The "Scrapbook" writers at The Weekly Standard mocked the Columbia Journalism Review for its clubby praise of the media elite. The magazine counted up its own "Darts" and "Laurels" for 2012 election coverage. Thirteen laurels were awarded and just three darts.

"Gallup reported in late September that 60 percent of Americans 'have little or no trust in the mass media to report the news fully, accurately, and fairly,'” the Standard noted, "but as far as CJR is concerned the media are doing a bang-up job." Again and again, CJR loved the "fact check" features that exposed "lying" politicians and political advertisers:

However, CJR’s ladling on of the praise over these last several months has not been without a larger agenda. PolitiFact Florida got a laurel for “push[ing] back against misinformation about Obamacare and small business.” New York Times reporters were commended for citing “the work of FactCheck.org.” The Las Vegas Sun’s Anjeanette Damon got her laurel for a “short, to-the-point factcheck item” that criticized Mitt Romney for taking Obama’s “you didn’t build that” comment out of its harmless, not-at-all-upsetting context.

Atlantic editor Garance Franke-Ruta got a laurel for a column on how “dedicated factchecking sites are insufficient” and editors need to start inserting boilerplate in stories calling out politicians for the use of arguments editors deem unfactual. The Associated Press got a laurel for “fact-checking speeches.” Another laurel went to “FlackCheck.org, which recently released a guide for video factchecking on air and online.” Investment site Motley Fool got the nod from CJR for “5 Huge Myths About Social Security” (the program’s doing just fine, no problems, in case you were wondering). New Yorker writer Jill Lepore got a laurel for a piece on political consulting called “The Lie Factory.” And so on. 

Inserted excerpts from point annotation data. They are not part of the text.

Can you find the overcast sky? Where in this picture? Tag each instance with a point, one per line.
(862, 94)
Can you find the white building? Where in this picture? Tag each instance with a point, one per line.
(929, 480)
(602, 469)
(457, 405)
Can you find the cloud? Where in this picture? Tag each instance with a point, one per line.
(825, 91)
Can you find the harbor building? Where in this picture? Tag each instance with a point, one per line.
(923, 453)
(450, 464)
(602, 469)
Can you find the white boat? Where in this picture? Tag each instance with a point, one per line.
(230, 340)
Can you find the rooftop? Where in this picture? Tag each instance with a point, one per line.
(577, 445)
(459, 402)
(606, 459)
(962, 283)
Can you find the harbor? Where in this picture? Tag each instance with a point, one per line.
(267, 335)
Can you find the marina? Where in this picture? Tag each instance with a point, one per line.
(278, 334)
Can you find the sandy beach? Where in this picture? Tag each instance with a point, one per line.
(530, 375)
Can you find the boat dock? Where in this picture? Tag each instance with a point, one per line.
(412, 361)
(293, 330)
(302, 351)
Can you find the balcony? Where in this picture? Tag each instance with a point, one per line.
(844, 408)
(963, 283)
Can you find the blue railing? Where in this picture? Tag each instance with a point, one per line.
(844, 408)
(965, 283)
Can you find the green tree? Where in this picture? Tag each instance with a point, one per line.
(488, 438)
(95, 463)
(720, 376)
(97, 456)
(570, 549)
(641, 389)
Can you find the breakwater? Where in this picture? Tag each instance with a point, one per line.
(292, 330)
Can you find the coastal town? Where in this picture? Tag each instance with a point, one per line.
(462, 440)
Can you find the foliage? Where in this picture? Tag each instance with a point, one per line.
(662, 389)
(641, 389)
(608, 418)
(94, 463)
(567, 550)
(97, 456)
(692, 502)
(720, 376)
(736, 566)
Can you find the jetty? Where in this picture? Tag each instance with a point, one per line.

You can go ahead and hazard a guess as to what side of the political fence the overwhelming majority of these “fact checks” being lauded by CJR came down on. The sudden obsession with the veracity of political rhetoric—and this is hardly a problem unique to the last few election cycles—again coincides with the mainstream media’s desperate attempts to keep a stranglehold on political discourse. Rather than do any sort of meaningful introspection about why the media are loathed by so many Americans, the premier journal of media criticism seems to suggest the answer is to tear apart politicians and hope the media look good by comparison. 

Of course, the brazenly partisan nature of media fact checking makes this strategy likely to accelerate the distaste for the mainstream media felt by an increasing number of news consumers. Unless the media establishment improbably regains some perspective on its own blind spots, “fact checking” will mainly serve to help it avoid facing the facts about its own failings.